No Eldorado

 

The streets here are not paved with gold. Their shine
Is not the gleam of ingots, but the glare
Of sunlight on wet tarmac. And they’re mine
For now; it seems no-one’s inclined to share
A stormy Sunday afternoon with me
Out on the road. No, they’re all snug inside
With post-lunch television, cups of tea
And slumber. It’s left up to me to ride
These plated lanes alone. The bike, hand-made
From steel and aluminium, tipped with chrome,
Cuts through this metalled landscape like a blade;
Quicksilver flashing down the hill for home.
I have no gold or silver to my name.
But there are riches here that I may claim.

 

Even though I detest sport, I love major sporting occasions, because if everyone’s inside watching the TV, it means the roads are quiet. As you can imagine, during yesterday’s Wimbledon tennis final, featuring the first Brit for 76 years, I had Sussex pretty much to myself. The weather wasn’t great, but the solitude was wonderful. N.

Notes to self

Silver bullet

My mother
Never understood how I
Could play this thing
When I couldn’t see
What my hands were doing, or
Which finger pressed which key.

My father
Couldn’t fathom embouchure;
And though he tried
He could not begin
To see the simple physics
Of blowing over, and not in.

My classmates
All clamoured for their turn
Then wondered why
They could not make it speak
Beyond a hollow, windy hissing
Or sudden, scalded shriek.

And I was grateful
For their foolish questions
Which moved my mind
From darker, deeper fears
That occupied it then, and still
Endure despite the years.

And even now
The asinine demands of others
Fade into forgetfulness
Whenever I take up this length
Of slender silver, close my eyes,
Reach back in time, and breathe.

On one level, the flute is a very simple instrument: you only play one note at a time (no chords like the guitar, or double-stopping like the fiddle) and only ever in the treble clef (it doesn’t go lower than middle C). At the same time,  many people find it fiendishly difficult, or even impossible, to produce a single note (the idea is to blow across the hole, rather than into it). And while it’s sweet and soulful, it can also be very powerful, cutting through the sound around it like a silver stiletto.

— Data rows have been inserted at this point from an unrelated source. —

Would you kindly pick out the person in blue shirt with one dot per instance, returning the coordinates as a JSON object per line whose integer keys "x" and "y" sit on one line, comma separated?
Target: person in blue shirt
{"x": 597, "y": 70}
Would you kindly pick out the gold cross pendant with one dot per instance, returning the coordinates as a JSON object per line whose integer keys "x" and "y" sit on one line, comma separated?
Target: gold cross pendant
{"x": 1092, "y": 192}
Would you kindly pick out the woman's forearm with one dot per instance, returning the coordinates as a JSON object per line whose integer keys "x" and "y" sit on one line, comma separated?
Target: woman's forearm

I’ve been a flute-player on and off since I was nine years old. After being ‘off’ for most of my thirties, I’m now playing regularly again, as precisely half the flute section in our local community orchestra. We’re a small ensemble, mostly ‘of an age’ and pretty rusty, but through our weekly rehearsals, I’ve rediscovered the sheer joy of making music again.

Although the ol’ brain and fingers don’t work together quite so well as they once did, I’ve surprised myself with how much comes back to me when I stop trying too hard.